More than 40,000 spectators, including retired heads of state and the singer Michael Jackson, attended the ceremony held in front of Seoul's National Assembly building. Doves were released into a warm winter sky, drums were beaten and a 21-gun salute was fired at the first inauguration of a South Korean leader drawn from the ranks of the opposition parties.
After the ceremony, mud which had been brought in from the different provinces of South Korea was used to plant a "tree of reconciliation", and a carnival procession of floats, dancers, musicians and vegetables paraded through the streets of Seoul. For all the festive arrangements, Mr Kim was frank about the "stupefying situation" facing his new government and the economic suffering that lies ahead.
"We are faced with a crisis which could bankrupt our country," the President warned.
"Consumer prices and unemployment will rise this year. Incomes will drop and an increasing number of companies will go bankrupt. All of us are being asked to shed sweat and tears".
Since the currency turmoil first hit East Asia last summer, the South Korean won has lost half of its value, forcing the closure of thousands of companies and a humiliating appeal for a $60bn (pounds 38bn) bail-out from the International Monetary Fund (IMF).
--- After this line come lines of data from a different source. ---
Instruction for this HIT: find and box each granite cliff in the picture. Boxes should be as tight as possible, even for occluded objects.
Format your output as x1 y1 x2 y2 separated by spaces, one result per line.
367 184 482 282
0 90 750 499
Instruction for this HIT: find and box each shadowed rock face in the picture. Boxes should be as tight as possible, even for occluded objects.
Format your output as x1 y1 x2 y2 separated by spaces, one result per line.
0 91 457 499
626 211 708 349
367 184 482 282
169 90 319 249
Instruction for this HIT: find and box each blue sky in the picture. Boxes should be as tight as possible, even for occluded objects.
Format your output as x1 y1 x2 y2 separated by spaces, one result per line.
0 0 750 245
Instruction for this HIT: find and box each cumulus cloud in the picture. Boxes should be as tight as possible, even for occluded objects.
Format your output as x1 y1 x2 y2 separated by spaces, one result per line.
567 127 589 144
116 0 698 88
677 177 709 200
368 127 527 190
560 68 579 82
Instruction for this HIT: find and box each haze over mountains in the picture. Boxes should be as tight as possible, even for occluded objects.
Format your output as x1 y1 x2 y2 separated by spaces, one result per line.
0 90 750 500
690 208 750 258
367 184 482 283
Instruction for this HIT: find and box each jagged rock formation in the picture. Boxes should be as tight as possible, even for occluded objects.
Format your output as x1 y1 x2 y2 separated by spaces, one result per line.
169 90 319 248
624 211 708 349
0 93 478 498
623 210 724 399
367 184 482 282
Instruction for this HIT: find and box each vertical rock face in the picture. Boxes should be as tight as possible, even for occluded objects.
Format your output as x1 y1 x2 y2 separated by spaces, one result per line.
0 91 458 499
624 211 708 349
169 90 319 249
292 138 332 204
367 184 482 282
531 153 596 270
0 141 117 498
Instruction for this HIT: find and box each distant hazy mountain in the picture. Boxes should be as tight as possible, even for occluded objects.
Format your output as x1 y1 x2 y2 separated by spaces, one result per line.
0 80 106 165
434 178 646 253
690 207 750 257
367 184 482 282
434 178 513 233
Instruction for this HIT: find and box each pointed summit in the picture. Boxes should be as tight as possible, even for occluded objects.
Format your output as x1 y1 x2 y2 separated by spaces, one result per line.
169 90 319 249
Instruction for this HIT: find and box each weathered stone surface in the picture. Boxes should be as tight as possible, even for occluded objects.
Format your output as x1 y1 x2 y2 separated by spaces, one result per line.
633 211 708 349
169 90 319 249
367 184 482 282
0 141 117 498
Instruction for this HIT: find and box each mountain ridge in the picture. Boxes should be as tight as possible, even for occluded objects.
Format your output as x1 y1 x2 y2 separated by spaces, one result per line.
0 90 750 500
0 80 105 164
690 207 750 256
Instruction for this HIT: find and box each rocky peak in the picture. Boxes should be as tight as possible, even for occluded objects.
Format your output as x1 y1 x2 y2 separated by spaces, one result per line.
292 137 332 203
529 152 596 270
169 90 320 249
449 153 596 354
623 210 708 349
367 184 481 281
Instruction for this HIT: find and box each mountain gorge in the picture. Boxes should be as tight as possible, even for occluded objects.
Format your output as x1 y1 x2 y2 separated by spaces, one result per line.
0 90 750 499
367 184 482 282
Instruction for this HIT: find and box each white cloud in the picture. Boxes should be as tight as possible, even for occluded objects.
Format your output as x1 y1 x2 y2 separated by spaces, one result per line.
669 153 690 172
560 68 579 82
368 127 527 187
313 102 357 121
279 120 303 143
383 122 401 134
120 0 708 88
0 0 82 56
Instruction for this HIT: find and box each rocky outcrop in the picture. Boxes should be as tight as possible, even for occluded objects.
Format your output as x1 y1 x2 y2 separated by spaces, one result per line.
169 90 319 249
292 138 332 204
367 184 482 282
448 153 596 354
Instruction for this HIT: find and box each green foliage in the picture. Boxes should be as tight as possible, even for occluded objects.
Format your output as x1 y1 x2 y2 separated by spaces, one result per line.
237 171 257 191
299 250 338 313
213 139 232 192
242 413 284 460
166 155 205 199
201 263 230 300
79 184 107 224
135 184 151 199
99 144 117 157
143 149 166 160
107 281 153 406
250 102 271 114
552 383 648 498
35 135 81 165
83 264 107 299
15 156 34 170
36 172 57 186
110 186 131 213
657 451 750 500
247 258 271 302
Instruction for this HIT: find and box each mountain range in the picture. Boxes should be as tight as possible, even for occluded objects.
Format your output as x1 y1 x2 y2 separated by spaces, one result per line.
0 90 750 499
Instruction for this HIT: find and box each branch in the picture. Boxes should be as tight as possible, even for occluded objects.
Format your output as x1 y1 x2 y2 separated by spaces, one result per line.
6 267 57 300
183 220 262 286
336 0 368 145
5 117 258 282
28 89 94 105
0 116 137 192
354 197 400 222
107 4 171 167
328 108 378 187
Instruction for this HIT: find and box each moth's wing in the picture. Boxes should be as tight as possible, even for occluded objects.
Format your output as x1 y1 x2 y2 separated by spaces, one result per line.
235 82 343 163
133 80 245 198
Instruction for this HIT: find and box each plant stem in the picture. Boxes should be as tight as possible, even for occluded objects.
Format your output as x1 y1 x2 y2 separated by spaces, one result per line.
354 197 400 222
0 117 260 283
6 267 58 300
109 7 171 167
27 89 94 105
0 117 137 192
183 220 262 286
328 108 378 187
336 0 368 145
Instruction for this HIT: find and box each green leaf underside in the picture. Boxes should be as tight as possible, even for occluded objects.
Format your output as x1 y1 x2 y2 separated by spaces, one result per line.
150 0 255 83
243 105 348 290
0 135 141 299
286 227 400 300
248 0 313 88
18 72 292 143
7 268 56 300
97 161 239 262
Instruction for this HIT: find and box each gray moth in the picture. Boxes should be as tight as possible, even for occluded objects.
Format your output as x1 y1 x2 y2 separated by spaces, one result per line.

But unlike Indonesia, the other big victim of the crisis in Asia, the situation in South Korea has stabilised this year, thanks in part to Mr Kim's reassuring pledges to abide by the terms of the IMF agreement and not blunt its stipulations as a result of domestic pressure from trade unions and big business. "Democracy and the market economy are two sides of a coin or two wheels of a cart: if they were separated we could never succeed," Mr Kim said, in an implicit rebuke to such leaders as Indonesia's President Suharto, who wield authoritarian power and suppress political opponents in the name of "Asian values".
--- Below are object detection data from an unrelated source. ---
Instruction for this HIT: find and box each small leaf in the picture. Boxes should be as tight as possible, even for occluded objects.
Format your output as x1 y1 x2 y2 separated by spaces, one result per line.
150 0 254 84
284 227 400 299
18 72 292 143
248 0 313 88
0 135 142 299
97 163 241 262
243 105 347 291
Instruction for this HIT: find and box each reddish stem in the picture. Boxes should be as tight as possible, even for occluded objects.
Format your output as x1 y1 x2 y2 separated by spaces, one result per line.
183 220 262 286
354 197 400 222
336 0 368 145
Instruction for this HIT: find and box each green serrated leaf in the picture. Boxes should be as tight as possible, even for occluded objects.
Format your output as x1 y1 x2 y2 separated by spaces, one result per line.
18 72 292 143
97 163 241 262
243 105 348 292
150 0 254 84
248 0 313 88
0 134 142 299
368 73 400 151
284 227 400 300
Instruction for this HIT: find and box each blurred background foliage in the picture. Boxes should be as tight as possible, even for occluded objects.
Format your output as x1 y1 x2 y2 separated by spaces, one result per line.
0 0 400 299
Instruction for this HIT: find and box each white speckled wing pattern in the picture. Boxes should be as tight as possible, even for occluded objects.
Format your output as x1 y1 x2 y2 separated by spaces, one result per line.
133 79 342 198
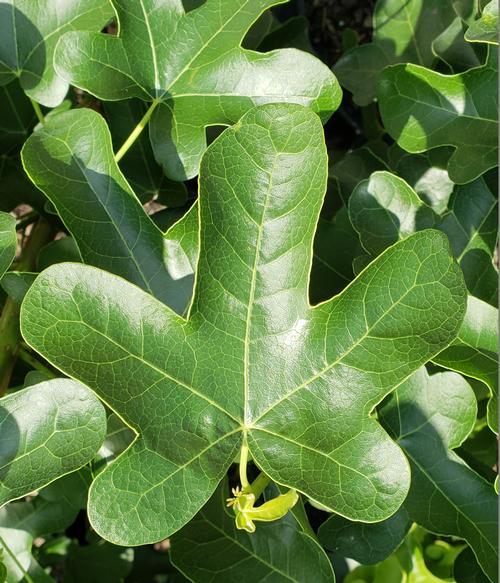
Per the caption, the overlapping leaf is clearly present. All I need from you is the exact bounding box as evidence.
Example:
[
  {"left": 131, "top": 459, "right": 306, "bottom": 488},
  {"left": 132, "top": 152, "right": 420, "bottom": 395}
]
[
  {"left": 22, "top": 109, "right": 197, "bottom": 313},
  {"left": 0, "top": 212, "right": 17, "bottom": 278},
  {"left": 378, "top": 51, "right": 498, "bottom": 184},
  {"left": 435, "top": 296, "right": 498, "bottom": 433},
  {"left": 21, "top": 104, "right": 465, "bottom": 544},
  {"left": 55, "top": 0, "right": 341, "bottom": 180},
  {"left": 349, "top": 170, "right": 498, "bottom": 303},
  {"left": 333, "top": 0, "right": 466, "bottom": 105},
  {"left": 320, "top": 369, "right": 498, "bottom": 581},
  {"left": 0, "top": 379, "right": 106, "bottom": 505},
  {"left": 0, "top": 0, "right": 113, "bottom": 107},
  {"left": 171, "top": 484, "right": 335, "bottom": 583},
  {"left": 465, "top": 0, "right": 498, "bottom": 45}
]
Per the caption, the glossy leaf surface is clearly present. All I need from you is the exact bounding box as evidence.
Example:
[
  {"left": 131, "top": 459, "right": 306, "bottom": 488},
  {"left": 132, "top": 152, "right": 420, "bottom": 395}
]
[
  {"left": 171, "top": 487, "right": 335, "bottom": 583},
  {"left": 55, "top": 0, "right": 341, "bottom": 180},
  {"left": 320, "top": 369, "right": 498, "bottom": 581},
  {"left": 22, "top": 109, "right": 197, "bottom": 313},
  {"left": 21, "top": 104, "right": 466, "bottom": 544},
  {"left": 0, "top": 379, "right": 106, "bottom": 505},
  {"left": 0, "top": 212, "right": 17, "bottom": 278},
  {"left": 434, "top": 296, "right": 498, "bottom": 433},
  {"left": 0, "top": 0, "right": 113, "bottom": 107}
]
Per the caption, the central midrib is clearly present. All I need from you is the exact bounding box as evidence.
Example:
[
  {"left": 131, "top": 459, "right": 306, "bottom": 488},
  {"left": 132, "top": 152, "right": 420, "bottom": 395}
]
[{"left": 243, "top": 153, "right": 279, "bottom": 427}]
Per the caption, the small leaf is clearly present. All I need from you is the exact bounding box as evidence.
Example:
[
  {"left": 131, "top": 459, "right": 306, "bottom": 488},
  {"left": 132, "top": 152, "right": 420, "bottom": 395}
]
[
  {"left": 378, "top": 51, "right": 498, "bottom": 184},
  {"left": 21, "top": 104, "right": 466, "bottom": 545},
  {"left": 0, "top": 379, "right": 106, "bottom": 505},
  {"left": 0, "top": 0, "right": 113, "bottom": 107},
  {"left": 171, "top": 484, "right": 335, "bottom": 583},
  {"left": 465, "top": 0, "right": 498, "bottom": 45},
  {"left": 434, "top": 296, "right": 498, "bottom": 433},
  {"left": 318, "top": 504, "right": 411, "bottom": 565},
  {"left": 0, "top": 212, "right": 17, "bottom": 278},
  {"left": 333, "top": 0, "right": 462, "bottom": 105},
  {"left": 55, "top": 0, "right": 341, "bottom": 181},
  {"left": 22, "top": 109, "right": 197, "bottom": 313},
  {"left": 379, "top": 369, "right": 498, "bottom": 581}
]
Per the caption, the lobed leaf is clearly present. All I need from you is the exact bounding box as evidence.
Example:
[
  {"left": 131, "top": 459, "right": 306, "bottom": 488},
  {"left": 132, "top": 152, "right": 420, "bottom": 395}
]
[
  {"left": 55, "top": 0, "right": 341, "bottom": 181},
  {"left": 171, "top": 482, "right": 335, "bottom": 583},
  {"left": 22, "top": 109, "right": 197, "bottom": 313},
  {"left": 378, "top": 51, "right": 498, "bottom": 184},
  {"left": 319, "top": 368, "right": 498, "bottom": 581},
  {"left": 465, "top": 0, "right": 498, "bottom": 45},
  {"left": 0, "top": 379, "right": 106, "bottom": 505},
  {"left": 0, "top": 0, "right": 113, "bottom": 107},
  {"left": 333, "top": 0, "right": 464, "bottom": 105},
  {"left": 21, "top": 104, "right": 466, "bottom": 544}
]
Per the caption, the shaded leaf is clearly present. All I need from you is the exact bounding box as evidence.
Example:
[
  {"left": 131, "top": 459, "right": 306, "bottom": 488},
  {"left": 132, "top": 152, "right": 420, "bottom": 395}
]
[
  {"left": 55, "top": 0, "right": 341, "bottom": 181},
  {"left": 434, "top": 296, "right": 498, "bottom": 433},
  {"left": 333, "top": 0, "right": 462, "bottom": 105},
  {"left": 378, "top": 51, "right": 498, "bottom": 184},
  {"left": 104, "top": 99, "right": 187, "bottom": 206},
  {"left": 465, "top": 0, "right": 498, "bottom": 45},
  {"left": 0, "top": 379, "right": 106, "bottom": 505},
  {"left": 379, "top": 369, "right": 498, "bottom": 581},
  {"left": 0, "top": 0, "right": 112, "bottom": 107},
  {"left": 22, "top": 104, "right": 466, "bottom": 544},
  {"left": 22, "top": 109, "right": 193, "bottom": 313}
]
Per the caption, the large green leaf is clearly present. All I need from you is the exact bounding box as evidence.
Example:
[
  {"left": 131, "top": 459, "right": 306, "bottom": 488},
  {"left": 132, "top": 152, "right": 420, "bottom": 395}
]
[
  {"left": 0, "top": 212, "right": 17, "bottom": 278},
  {"left": 22, "top": 109, "right": 197, "bottom": 313},
  {"left": 171, "top": 483, "right": 335, "bottom": 583},
  {"left": 378, "top": 50, "right": 498, "bottom": 184},
  {"left": 0, "top": 0, "right": 113, "bottom": 107},
  {"left": 21, "top": 104, "right": 466, "bottom": 544},
  {"left": 465, "top": 0, "right": 498, "bottom": 45},
  {"left": 320, "top": 368, "right": 498, "bottom": 581},
  {"left": 333, "top": 0, "right": 464, "bottom": 105},
  {"left": 434, "top": 296, "right": 498, "bottom": 433},
  {"left": 0, "top": 379, "right": 106, "bottom": 505},
  {"left": 55, "top": 0, "right": 341, "bottom": 180}
]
"Every nation that has embraced both democracy and a market economy has been successful. Nations ... that have rejected democracy and accepted only a market economy have ended up suffering disastrous setbacks".
Mr Kim's half-hour speech, outlining the plans of his "government of the people", contained a check-list of the grave problems facing South Korea which, less than a year ago, ranked as the world's 11th-largest economy. He promised to decentralise government, attract more foreign investment, and reform South Korea's huge conglomerates. It is their thirst for expansion at the expense of consolidation which is thought to have contributed to the country's economic plight. Mr Kim promised few specific measures, but opinion polls suggest the public has high hopes for him, after the moribund and discredited leadership of his predecessor, Kim Young Sam.
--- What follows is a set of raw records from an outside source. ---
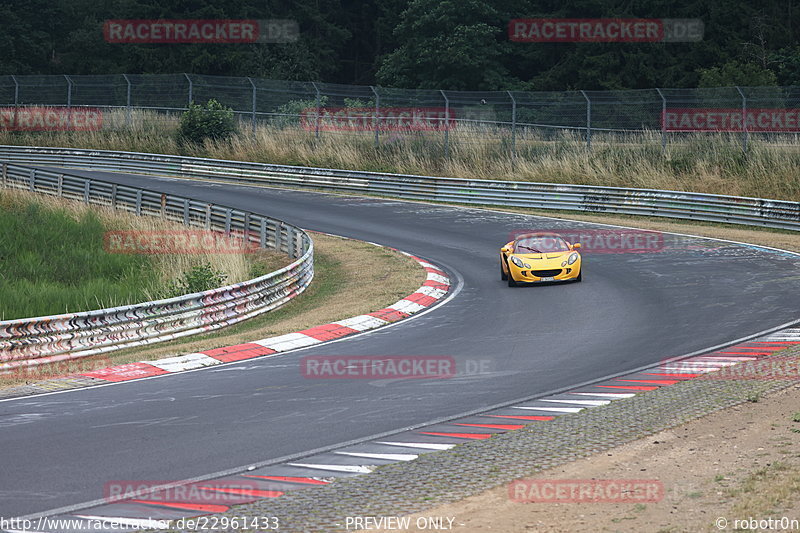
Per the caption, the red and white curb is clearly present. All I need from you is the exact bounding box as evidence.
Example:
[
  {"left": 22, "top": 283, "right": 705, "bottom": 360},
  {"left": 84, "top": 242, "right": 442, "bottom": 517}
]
[
  {"left": 14, "top": 324, "right": 800, "bottom": 533},
  {"left": 77, "top": 248, "right": 450, "bottom": 382}
]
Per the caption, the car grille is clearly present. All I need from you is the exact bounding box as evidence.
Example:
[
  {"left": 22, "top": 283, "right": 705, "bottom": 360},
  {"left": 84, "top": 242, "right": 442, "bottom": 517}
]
[{"left": 531, "top": 268, "right": 561, "bottom": 278}]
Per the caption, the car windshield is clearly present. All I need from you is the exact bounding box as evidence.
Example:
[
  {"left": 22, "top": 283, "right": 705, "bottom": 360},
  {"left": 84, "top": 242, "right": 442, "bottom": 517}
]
[{"left": 514, "top": 235, "right": 569, "bottom": 254}]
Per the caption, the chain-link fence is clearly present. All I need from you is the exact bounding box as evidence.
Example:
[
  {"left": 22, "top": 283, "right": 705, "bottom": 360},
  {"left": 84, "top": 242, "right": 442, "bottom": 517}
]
[{"left": 0, "top": 74, "right": 800, "bottom": 155}]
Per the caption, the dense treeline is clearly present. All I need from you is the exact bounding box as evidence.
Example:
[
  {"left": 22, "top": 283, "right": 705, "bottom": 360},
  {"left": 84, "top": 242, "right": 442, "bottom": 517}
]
[{"left": 0, "top": 0, "right": 800, "bottom": 90}]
One subject on which the new President did make detailed proposals was North Korea, and the painful division which has existed on the peninsula since the end of the Korean War in 1953.
Mr Kim proposed an exchange of envoys between Seoul and the North Korean capital, Pyongyang, and said he was ready to hold a summit meeting at any time.
"The Cold-War style North-South relations which for more than half a century have not allowed members of separated families to find out even whether their own parents and brothers and sisters were alive or dead ... must end as soon as possible," he said.